According to the ISO, in 1922 the Standards Committee of German Industry published the recommendation of a German engineer, Dr. Walter Porstmann, for a simple system of formatting paper sizes based on area. German corporations and government agencies soon adopted it and other countries followed. In 1961, the ISO recommended it as the world standard for trimmed paper sizes and printed matter. In 1975, the organisation formally adopted ISO 216, incorporating A and B formats of paper sizes.
The “A format” system
The "A format" series of paper sizes is based on area, beginning with A0, which has an area of one square metre (10.76 square feet). Each size is half the size of the previous one, so A1 paper has half the area of A0 and so forth. Also, as the Printernational website explains, the height and width of each ISO size are a ratio of the square root of two. Think of the width being the side of a square and the height being that square’s diagonal measurement.
A3, A4 and A5 are common ISO 216 sizes.
A3 paper is 29.7 by 42 cm (11.69 by 16.54 inches), most closely comparable to American “Tabloid” size, which is 27.9 by 43.2 cm (11 inches by 17 inches).
A4 is 21 by 29.7 cm (8.27 by 11.69 inches), a little narrower and a little longer than American “Letter” size, which is 21.6 by 27.9 cm (8.5 by 11 inches).
A5 dimensions are 14.8 by 21 cm (5.83 by 8.27 inches), between the American 12.7 by 20.3 cm (5 by 8 inch) index card and the 14 by 21.6 cm (5.5 by 8.5 inches) “Statement” size.
Two sheets of A5 paper make one A4 sheet. Two A4s put beside each other make one A3.

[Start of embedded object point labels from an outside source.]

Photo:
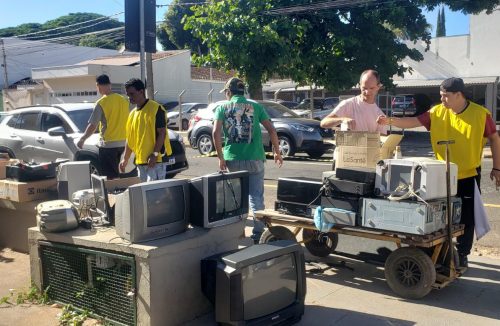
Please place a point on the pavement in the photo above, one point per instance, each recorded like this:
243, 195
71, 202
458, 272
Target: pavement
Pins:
340, 291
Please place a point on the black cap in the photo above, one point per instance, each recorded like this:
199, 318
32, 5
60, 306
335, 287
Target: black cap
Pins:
103, 80
453, 85
234, 85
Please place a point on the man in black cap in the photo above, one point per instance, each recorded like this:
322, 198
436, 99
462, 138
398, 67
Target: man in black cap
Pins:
239, 119
468, 124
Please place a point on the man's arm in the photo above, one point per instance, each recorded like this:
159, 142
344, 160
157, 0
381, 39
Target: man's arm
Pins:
409, 122
333, 120
126, 157
274, 140
217, 137
495, 153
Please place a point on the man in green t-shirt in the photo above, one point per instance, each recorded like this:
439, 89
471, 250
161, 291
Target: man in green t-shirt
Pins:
239, 119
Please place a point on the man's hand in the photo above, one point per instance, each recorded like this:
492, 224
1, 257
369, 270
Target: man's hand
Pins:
278, 159
122, 165
152, 160
383, 120
351, 124
495, 177
80, 143
222, 164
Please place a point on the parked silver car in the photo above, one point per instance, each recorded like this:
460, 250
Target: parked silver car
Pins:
47, 132
188, 109
296, 134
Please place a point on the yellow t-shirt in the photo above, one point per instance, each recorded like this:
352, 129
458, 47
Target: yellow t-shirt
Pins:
466, 129
141, 132
116, 109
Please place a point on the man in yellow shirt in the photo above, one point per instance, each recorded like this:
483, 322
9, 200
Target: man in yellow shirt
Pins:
110, 115
468, 124
147, 135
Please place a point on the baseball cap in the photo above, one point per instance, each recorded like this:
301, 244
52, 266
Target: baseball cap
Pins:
234, 84
452, 85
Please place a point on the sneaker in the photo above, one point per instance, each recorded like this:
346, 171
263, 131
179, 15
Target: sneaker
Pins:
463, 261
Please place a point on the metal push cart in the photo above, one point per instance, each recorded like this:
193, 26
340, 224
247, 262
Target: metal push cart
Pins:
420, 263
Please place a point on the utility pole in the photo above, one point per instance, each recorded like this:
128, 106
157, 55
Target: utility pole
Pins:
4, 65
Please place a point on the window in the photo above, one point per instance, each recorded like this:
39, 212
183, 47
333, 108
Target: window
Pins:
28, 121
52, 120
13, 121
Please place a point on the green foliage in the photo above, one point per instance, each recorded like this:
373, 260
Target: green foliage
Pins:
328, 47
33, 295
46, 30
72, 317
172, 34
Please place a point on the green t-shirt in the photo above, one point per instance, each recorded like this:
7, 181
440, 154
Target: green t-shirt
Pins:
241, 128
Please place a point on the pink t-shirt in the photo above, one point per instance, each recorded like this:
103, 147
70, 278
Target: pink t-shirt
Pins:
363, 113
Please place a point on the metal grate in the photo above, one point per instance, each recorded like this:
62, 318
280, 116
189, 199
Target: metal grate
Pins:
98, 281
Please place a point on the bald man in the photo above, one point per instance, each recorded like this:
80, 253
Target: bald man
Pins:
360, 112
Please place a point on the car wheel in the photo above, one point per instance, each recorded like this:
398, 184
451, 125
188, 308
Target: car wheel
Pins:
205, 144
185, 124
315, 154
287, 148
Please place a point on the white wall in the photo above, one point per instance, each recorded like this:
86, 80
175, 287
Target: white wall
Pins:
485, 44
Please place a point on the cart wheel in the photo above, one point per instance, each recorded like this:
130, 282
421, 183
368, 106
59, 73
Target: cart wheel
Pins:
410, 272
318, 243
275, 233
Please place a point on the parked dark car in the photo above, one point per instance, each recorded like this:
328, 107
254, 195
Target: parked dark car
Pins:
403, 105
296, 134
322, 107
47, 132
288, 104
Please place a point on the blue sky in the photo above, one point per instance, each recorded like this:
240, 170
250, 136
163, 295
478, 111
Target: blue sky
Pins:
17, 12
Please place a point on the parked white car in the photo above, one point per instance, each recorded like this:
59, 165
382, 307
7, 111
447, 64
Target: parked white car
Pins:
188, 109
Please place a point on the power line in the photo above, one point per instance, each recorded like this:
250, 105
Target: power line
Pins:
71, 25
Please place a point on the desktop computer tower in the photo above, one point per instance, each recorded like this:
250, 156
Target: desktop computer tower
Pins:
73, 176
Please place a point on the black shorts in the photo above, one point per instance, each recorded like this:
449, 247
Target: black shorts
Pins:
109, 159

Corporations do business all over the world today. Printing materials on ISO standard paper sizes makes them acceptable anywhere. Digital photographers who print their own photos find that many professional photo papers for sale in the U.S. is sized by the ISO "A format" standards. Graphic designer Tom Hudgins says that’s because these paper sizes accommodate digital cameras’ sensor ratios well.
Buy A4 paper for laser or inkjet printers at major office supply outlets. Hudgins reports, "Paper companies supplying professionals offer custom-sizing services and will trim your selected paper to any A size you wish." Large corporate printing jobs done in China or elsewhere in Asia find A4 paper is the standard choice. Photo papers in glossy or matt finishes are available in "A format" sizes wherever sold.